Emphasis on “at JEDEC speeds”, but more importantly “at IMC rated speeds” because JEDEC validated 3200MT/s in 2017, and yet Zen 1/Zen+ struggled tremendously with anything over 2666MT/s (and still do if you run 2Rx8/2DPC). Haswell-E also cannot run the highest JEDEC standard speed without overclocking in quad-channel. Many systems until 2019 are limited to lower speeds by default, with Intel’s 6th-9th gen Skylake derivatives sharing the same 2666MT/s limited IMC.

512MB PC133 SDRAM was absolutely a thing by 2001 when most machines were moving to DDR. I still have some on a few boards.

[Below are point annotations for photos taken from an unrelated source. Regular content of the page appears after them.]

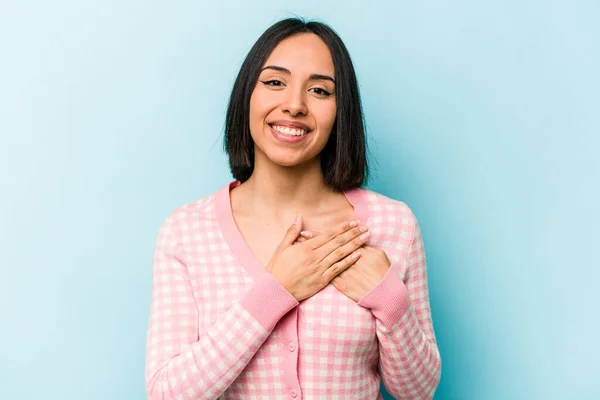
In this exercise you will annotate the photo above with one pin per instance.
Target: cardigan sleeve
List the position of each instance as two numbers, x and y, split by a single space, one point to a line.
409 358
183 363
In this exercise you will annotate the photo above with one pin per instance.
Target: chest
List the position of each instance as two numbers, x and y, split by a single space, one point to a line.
263 236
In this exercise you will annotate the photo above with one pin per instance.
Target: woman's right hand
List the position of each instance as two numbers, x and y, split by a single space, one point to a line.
307 267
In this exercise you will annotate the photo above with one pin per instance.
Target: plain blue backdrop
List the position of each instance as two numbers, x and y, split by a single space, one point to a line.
482 116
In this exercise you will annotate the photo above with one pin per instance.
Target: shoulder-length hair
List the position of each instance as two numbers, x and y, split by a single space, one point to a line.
344 158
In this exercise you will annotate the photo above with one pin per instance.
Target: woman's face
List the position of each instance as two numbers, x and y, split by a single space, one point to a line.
293 107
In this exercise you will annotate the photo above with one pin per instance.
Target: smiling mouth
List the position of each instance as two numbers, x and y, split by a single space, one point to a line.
289 131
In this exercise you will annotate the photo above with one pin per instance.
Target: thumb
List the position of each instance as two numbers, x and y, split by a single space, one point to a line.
293 232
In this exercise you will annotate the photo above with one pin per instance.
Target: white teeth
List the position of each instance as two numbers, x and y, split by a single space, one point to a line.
289 131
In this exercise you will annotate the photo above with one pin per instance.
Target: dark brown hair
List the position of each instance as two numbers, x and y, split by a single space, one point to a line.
344 158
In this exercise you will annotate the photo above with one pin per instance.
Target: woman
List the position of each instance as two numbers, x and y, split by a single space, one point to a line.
245 305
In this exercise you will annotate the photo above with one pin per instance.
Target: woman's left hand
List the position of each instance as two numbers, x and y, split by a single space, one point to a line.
366 273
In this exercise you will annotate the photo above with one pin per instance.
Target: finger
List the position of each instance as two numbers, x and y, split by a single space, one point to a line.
328 235
341 265
310 234
342 245
292 233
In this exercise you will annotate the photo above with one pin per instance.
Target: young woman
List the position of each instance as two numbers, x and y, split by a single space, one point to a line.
246 305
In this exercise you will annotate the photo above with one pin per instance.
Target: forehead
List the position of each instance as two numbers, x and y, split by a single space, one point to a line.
302 53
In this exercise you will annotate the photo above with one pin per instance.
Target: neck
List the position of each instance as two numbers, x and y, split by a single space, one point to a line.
283 192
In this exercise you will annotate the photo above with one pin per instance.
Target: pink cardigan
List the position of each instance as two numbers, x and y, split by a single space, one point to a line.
222 328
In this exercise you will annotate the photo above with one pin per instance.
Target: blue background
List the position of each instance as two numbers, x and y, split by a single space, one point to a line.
484 118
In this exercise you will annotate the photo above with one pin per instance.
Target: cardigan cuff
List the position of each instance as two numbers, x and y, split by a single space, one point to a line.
389 300
267 301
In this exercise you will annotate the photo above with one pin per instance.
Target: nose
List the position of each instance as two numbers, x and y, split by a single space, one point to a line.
295 103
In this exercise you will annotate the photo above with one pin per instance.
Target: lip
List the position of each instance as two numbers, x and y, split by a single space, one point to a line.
287 138
291 124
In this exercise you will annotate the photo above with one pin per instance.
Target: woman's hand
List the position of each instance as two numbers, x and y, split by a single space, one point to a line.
361 277
305 268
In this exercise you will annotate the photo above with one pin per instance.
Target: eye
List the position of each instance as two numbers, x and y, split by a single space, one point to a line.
321 92
273 82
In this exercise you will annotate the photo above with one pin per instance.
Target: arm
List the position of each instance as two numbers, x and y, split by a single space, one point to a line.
180 362
410 361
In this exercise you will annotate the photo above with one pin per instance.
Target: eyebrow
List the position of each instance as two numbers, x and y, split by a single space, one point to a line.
287 71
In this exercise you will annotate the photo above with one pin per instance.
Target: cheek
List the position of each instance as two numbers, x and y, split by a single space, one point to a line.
325 117
260 104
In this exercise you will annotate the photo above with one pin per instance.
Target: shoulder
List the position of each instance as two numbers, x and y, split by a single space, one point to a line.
389 219
383 207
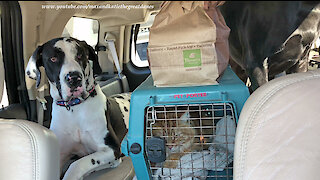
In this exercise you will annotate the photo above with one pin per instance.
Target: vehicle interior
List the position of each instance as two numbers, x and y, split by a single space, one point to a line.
28 24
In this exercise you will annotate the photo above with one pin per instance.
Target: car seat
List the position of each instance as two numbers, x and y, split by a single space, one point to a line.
28 151
279 130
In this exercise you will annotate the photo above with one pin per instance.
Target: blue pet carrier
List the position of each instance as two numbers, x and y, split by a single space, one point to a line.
184 132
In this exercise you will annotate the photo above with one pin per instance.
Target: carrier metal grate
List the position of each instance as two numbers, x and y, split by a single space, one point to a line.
198 141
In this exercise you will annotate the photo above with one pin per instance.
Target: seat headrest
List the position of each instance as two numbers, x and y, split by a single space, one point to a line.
279 130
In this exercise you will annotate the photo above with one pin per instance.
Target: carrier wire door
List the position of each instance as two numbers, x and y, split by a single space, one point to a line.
198 140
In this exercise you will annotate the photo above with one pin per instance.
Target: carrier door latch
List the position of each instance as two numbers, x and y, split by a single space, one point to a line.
156 149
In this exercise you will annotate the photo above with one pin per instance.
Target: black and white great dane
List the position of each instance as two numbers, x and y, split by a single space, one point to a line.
85 121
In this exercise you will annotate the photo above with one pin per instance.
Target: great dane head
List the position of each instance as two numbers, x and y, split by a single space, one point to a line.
66 63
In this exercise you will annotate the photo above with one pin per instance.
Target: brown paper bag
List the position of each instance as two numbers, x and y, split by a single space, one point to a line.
222 31
181 46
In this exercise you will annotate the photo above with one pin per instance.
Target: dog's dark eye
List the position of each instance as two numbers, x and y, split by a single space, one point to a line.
53 59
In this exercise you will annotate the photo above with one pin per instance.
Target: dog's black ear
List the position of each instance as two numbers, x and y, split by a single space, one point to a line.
34 63
94 58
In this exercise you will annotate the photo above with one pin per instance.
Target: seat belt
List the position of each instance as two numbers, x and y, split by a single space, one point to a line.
110 39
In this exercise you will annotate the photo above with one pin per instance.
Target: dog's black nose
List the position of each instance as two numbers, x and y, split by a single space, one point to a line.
74 79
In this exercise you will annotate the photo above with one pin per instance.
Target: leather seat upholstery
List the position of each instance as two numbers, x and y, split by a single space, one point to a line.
28 151
278 133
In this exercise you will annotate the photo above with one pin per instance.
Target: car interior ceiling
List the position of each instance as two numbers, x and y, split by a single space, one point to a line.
39 25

With about two systems ever that support those speeds, and none that support it in dual channel without winning the silicon lottery. Unlike later DDR standards, DDR1 did not have any sort of SPD profiling. The manufacturer may have tested a maximum of 330MHz on their test equipment, but nobody made a memory controller that could handle those transfer speeds 1:1, and often you were left running 4:5 or lower offsets, effectively kneecapping the speed of the RAM by constraining the bus its attached to to a lower transfer rate than the RAM itself. (I.E. MCH at 400(3.2GB/s) while DRAM is at 660(5.3GB/s). Besides that, any DDR kits over 600MT/s were exclusive limited edition DIMMs made for bragging rights, similar to DDR2-1250 and DDR3-3200. The fastest commercially viable DDR1 was 500-550 with 500 already being a decent challenge for 1:1 MCH:DRAM below 3v.

As far as I know only the CAS latency could go lower, to “1.5”, and was a marketing and SPD trick from GEIL. Only a few NF4U boards supported it with Athlon 64, and no Intel boards officially worked with anything lower than CL2. Otherwise the rest of the timings had to effectively remain at 2-cycles in order for DDR to function properly.

Dual-channel DRAM was introduced with RDRAM in 1999 on Intel i840, then again at the end of 1999 with SDRAM on ALi’s Aladdin 7 chipset. nForce 420-D didn’t introduce dual-channel DDR until the end of 2001.

Opterons killing Pentium 4s in everything is a story as old as the release of K8 Opterons. No amount of faster DRAM/MCH will save a P4.